2002.10.131.3.13ntsec がデフォルトとなる。
2002.10.241.3.14
2002.11.061.3.15
2002.11.231.3.16/proc/cmdline の追加。
2002.11.271.3.17
2002.12.251.3.18
2003.01.231.3.19
2003.02.091.3.20
2003.03.121.3.21/proc/cpuinfo/proc/partitions の追加。
2003.03.181.3.221.3.21 のバグフィックス。
(1.4)(存在しない)
2003.07.101.5.064 ビットファイル入出力。mount の managed mode。
2003.07.281.5.11.5.0 のバグフィックス
2003.08.081.5.21.5.2 のバグフィックス。
2003.09.011.5.31.5.x 系初の公式リリース。cygcheck の機能強化。
2003.09.131.5.4多数の *BSD 系関数の追加。
2003.09.201.5.5
2004.01.191.5.6mknod システムコール。cygserver による System V IPC。
2004.01.311.5.7cygserver を公式に追加。
2004.03.171.5.8mmap の速度向上。
2004.03.191.5.9
2004.03.251.5.10/dev/dsp による録音機能。libtextreadmode.a の追加。stat の速度向上。
2004.09.051.5.1164 ビットシステムへの対応の強化。

*1: 1.0 は サポート付きの一般向け商用製品として、$99 で販売されたバージョン。日本国内でもごく一部の店舗で取り扱われた。内容的には B20.1 の機能強化。

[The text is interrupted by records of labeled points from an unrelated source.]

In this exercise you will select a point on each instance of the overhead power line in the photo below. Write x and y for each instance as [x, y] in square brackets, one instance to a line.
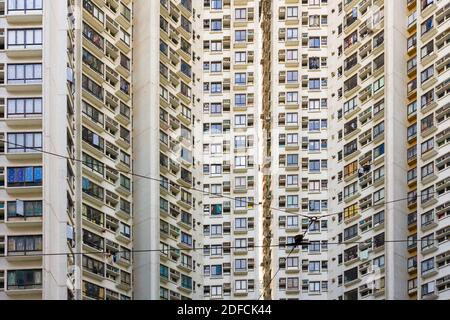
[130, 172]
[285, 246]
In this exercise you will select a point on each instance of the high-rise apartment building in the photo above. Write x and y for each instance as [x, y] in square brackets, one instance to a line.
[296, 167]
[229, 151]
[167, 132]
[175, 149]
[66, 89]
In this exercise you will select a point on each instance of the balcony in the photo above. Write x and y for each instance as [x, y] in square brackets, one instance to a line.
[29, 15]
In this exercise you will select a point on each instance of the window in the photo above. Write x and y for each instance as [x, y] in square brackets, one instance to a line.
[24, 279]
[350, 232]
[427, 266]
[314, 286]
[24, 38]
[427, 74]
[426, 26]
[292, 34]
[25, 73]
[314, 42]
[24, 209]
[24, 244]
[24, 142]
[92, 189]
[24, 107]
[314, 84]
[24, 176]
[24, 5]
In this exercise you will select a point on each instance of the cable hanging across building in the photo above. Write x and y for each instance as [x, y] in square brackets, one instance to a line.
[309, 217]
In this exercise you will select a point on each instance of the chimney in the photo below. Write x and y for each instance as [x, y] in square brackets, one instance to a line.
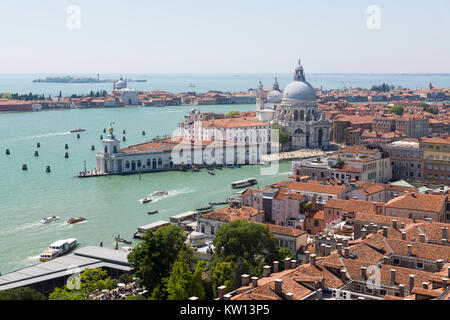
[266, 271]
[445, 233]
[222, 290]
[327, 250]
[319, 294]
[287, 263]
[339, 248]
[403, 235]
[322, 249]
[394, 223]
[363, 233]
[245, 280]
[293, 264]
[312, 259]
[254, 282]
[307, 253]
[422, 237]
[276, 267]
[278, 286]
[393, 271]
[411, 282]
[363, 273]
[343, 275]
[401, 288]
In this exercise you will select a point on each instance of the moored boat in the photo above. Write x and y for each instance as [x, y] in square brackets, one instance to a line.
[76, 220]
[49, 219]
[145, 200]
[244, 183]
[58, 248]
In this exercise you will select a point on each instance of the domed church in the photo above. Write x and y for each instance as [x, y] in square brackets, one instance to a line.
[296, 112]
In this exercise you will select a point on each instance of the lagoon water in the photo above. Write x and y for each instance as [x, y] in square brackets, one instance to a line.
[110, 204]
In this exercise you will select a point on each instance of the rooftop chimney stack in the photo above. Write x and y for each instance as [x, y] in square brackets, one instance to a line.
[422, 237]
[312, 259]
[287, 263]
[245, 280]
[394, 223]
[276, 267]
[293, 264]
[411, 282]
[266, 271]
[393, 272]
[385, 229]
[278, 286]
[222, 290]
[363, 273]
[363, 233]
[339, 248]
[401, 288]
[254, 282]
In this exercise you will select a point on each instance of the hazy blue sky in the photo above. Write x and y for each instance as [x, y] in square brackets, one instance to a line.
[227, 36]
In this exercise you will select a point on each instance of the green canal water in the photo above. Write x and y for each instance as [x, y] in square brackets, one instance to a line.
[110, 204]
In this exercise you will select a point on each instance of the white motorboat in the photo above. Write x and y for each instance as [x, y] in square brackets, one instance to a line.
[49, 219]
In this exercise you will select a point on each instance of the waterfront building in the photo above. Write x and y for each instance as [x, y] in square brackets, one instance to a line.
[295, 110]
[436, 155]
[407, 159]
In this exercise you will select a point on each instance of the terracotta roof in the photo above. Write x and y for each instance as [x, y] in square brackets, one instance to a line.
[418, 202]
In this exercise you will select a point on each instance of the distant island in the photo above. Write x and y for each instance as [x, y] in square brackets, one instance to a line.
[70, 79]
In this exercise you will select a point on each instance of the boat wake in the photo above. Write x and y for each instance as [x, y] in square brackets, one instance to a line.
[171, 193]
[45, 135]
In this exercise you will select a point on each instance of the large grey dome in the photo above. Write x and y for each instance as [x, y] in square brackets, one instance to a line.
[299, 90]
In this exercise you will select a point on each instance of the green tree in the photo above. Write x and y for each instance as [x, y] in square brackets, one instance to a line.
[248, 240]
[283, 137]
[90, 282]
[154, 257]
[25, 293]
[398, 110]
[233, 114]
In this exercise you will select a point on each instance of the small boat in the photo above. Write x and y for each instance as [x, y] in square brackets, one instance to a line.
[58, 248]
[145, 200]
[244, 183]
[49, 219]
[159, 193]
[76, 220]
[119, 239]
[127, 249]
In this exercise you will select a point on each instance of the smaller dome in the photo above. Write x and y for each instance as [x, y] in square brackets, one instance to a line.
[274, 96]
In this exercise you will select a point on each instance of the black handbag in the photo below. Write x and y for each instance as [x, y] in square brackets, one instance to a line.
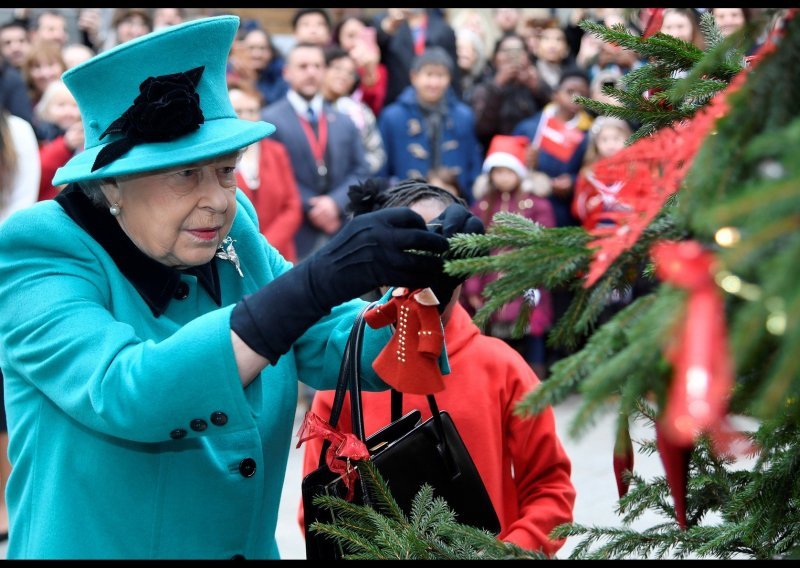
[407, 454]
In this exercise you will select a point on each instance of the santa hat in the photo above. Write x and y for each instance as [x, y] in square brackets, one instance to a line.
[507, 152]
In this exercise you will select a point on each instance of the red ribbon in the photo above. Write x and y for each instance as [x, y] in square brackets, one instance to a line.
[343, 448]
[703, 376]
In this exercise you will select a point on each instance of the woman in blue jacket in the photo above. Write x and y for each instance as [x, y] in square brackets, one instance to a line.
[152, 339]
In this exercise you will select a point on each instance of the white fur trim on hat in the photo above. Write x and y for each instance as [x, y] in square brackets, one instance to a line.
[504, 160]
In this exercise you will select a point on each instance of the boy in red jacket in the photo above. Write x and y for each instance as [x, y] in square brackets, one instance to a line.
[521, 460]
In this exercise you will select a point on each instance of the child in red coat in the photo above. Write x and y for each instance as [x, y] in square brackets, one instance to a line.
[521, 460]
[507, 185]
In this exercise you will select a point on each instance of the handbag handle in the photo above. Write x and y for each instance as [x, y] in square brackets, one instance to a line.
[353, 369]
[355, 339]
[350, 379]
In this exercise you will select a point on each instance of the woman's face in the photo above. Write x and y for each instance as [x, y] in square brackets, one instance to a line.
[340, 77]
[728, 20]
[62, 110]
[610, 140]
[504, 180]
[246, 105]
[132, 27]
[178, 216]
[45, 72]
[256, 46]
[350, 33]
[466, 53]
[677, 25]
[553, 46]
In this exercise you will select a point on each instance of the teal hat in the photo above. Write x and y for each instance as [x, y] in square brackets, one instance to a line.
[158, 101]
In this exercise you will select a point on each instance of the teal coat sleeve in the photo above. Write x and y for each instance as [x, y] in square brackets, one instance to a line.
[96, 386]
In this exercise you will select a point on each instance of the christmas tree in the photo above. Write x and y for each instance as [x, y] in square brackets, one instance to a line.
[713, 208]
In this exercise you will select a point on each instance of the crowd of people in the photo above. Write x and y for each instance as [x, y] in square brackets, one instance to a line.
[475, 104]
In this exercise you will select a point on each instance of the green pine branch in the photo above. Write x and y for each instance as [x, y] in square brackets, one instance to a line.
[431, 532]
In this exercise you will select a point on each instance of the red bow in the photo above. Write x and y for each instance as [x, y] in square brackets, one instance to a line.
[343, 448]
[703, 378]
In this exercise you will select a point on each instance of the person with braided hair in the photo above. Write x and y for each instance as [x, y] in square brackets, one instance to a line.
[520, 459]
[153, 339]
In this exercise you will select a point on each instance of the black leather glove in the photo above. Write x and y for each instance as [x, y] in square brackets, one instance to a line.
[455, 219]
[370, 251]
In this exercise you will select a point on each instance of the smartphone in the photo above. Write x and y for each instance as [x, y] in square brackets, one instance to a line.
[369, 35]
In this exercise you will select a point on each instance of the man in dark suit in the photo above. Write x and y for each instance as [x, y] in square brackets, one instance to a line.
[405, 33]
[324, 146]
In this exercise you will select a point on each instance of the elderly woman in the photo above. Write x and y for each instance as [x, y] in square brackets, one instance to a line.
[152, 339]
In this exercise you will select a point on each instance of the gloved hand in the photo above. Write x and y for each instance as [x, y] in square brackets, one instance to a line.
[454, 219]
[370, 251]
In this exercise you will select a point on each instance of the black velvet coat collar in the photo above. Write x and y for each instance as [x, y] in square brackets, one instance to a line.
[157, 283]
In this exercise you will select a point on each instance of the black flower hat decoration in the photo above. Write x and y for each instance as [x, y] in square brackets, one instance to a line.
[166, 108]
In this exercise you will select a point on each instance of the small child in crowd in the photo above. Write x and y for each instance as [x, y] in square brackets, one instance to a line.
[507, 185]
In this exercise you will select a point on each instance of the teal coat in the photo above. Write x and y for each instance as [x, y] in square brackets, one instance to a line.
[96, 383]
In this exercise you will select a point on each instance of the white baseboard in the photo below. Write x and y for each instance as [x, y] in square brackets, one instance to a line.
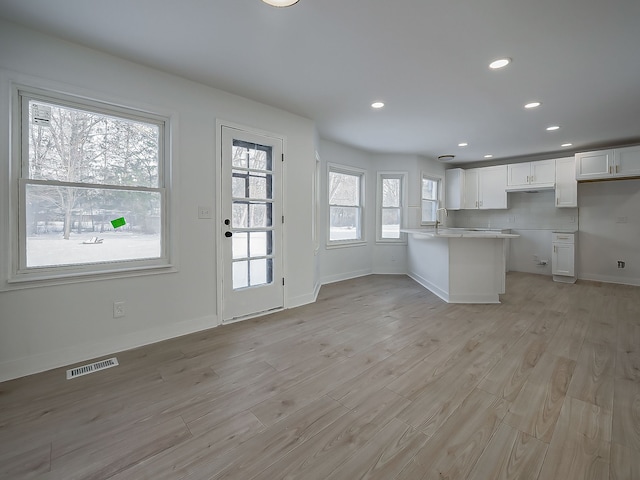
[304, 299]
[24, 366]
[609, 279]
[345, 276]
[429, 286]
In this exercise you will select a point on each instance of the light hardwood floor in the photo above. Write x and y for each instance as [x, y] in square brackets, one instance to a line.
[379, 379]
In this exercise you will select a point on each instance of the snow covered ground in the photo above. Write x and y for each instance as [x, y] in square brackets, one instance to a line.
[52, 249]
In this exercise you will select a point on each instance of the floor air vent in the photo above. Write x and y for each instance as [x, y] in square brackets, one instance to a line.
[92, 367]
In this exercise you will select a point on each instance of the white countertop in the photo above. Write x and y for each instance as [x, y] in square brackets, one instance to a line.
[458, 233]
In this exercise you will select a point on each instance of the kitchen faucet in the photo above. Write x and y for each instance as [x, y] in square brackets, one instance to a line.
[437, 211]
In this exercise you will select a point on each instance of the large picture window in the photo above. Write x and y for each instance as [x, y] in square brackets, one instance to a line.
[91, 189]
[345, 195]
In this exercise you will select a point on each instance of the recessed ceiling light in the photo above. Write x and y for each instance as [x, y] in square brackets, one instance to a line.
[281, 3]
[500, 63]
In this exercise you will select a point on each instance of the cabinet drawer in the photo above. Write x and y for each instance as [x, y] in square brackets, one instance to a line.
[562, 237]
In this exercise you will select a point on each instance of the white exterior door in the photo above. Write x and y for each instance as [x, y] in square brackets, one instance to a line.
[251, 233]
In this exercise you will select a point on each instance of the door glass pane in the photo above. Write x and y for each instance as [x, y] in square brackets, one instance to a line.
[239, 186]
[259, 186]
[261, 271]
[344, 189]
[344, 223]
[240, 155]
[240, 215]
[260, 214]
[252, 155]
[258, 244]
[258, 159]
[240, 274]
[240, 245]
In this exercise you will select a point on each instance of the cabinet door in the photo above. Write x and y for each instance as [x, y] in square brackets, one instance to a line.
[518, 174]
[454, 189]
[562, 260]
[627, 161]
[543, 172]
[566, 184]
[492, 184]
[594, 165]
[471, 188]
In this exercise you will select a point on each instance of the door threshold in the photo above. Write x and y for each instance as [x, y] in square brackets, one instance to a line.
[252, 315]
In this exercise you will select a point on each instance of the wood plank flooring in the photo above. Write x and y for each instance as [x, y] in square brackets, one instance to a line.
[379, 379]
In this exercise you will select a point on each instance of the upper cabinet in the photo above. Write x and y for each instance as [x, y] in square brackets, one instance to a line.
[608, 164]
[485, 188]
[566, 184]
[454, 189]
[524, 176]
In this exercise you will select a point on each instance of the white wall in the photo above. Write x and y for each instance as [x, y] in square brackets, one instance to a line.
[609, 231]
[46, 327]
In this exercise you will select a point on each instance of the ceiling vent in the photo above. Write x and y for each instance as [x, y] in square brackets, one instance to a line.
[91, 368]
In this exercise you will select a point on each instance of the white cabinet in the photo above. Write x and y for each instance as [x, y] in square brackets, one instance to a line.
[521, 176]
[594, 165]
[563, 257]
[471, 188]
[606, 164]
[485, 188]
[627, 161]
[454, 189]
[566, 184]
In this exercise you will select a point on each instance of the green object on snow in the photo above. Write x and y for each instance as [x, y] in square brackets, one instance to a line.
[118, 222]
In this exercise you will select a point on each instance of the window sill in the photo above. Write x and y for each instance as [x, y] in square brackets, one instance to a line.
[52, 279]
[332, 245]
[392, 243]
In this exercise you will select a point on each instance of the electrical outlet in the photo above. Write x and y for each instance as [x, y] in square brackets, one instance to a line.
[204, 212]
[118, 309]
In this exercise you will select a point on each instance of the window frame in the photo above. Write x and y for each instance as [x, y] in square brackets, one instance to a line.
[402, 176]
[361, 174]
[19, 273]
[438, 199]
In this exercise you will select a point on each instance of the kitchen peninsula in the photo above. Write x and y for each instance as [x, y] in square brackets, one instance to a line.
[459, 265]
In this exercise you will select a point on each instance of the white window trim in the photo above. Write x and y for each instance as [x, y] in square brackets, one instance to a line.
[402, 176]
[27, 278]
[347, 170]
[440, 198]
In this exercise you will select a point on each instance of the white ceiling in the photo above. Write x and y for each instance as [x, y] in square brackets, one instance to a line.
[328, 60]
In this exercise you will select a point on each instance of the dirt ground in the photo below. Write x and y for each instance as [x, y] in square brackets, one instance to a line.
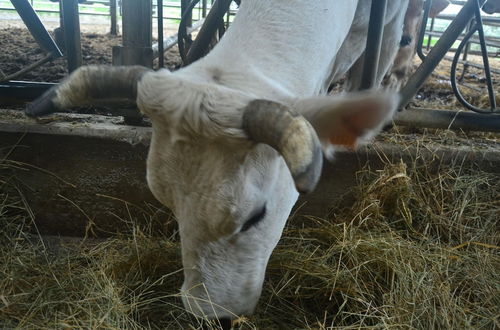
[19, 49]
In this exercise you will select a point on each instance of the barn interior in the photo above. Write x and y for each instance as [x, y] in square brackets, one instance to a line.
[400, 233]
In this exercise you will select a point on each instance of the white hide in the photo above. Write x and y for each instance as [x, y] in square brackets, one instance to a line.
[203, 167]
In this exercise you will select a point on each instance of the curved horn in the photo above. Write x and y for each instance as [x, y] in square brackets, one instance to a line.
[291, 135]
[89, 84]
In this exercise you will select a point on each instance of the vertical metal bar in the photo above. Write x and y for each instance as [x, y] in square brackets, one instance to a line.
[373, 43]
[429, 38]
[214, 17]
[467, 47]
[137, 36]
[137, 40]
[204, 8]
[189, 17]
[112, 13]
[423, 28]
[484, 53]
[161, 58]
[72, 34]
[438, 51]
[36, 27]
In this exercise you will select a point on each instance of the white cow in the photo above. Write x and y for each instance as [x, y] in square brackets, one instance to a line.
[238, 134]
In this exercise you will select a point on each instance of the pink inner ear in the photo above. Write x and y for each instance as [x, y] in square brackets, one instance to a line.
[356, 124]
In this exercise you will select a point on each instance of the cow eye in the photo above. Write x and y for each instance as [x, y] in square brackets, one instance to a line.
[254, 219]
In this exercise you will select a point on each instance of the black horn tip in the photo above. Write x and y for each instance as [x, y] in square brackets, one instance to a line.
[42, 105]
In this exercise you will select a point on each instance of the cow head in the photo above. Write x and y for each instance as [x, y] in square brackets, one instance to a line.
[230, 166]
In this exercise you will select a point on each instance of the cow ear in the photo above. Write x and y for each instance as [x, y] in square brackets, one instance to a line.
[348, 120]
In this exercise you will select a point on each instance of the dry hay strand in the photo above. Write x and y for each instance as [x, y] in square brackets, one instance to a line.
[419, 248]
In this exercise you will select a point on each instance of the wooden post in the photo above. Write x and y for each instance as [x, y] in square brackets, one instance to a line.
[137, 34]
[137, 39]
[71, 24]
[112, 12]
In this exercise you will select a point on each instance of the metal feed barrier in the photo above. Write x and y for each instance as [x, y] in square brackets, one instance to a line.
[137, 49]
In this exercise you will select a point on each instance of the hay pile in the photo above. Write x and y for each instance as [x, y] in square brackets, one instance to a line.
[419, 249]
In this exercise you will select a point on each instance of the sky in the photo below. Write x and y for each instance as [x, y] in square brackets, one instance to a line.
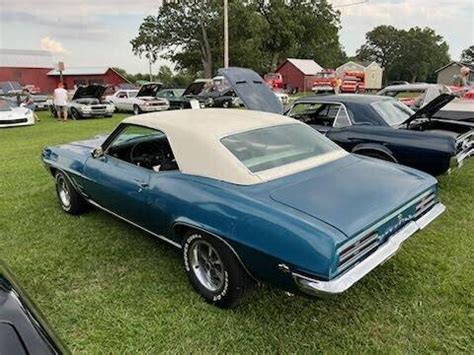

*2: 1.2.0 が存在しないのは、1.2.0 を 1.0 に続く一般商用製品として 2001 年の早期に販売する予定があったため。このために 1.1.8 の次のバージョンを 1.3.0 としたのだが、1.2.0 を商用版として一般発売する話は立ち消えになってしまったため、欠番同然となってしまった。

*3: 1.3.0 はリリース直後に大量のバグが発覚したため、廃版となった。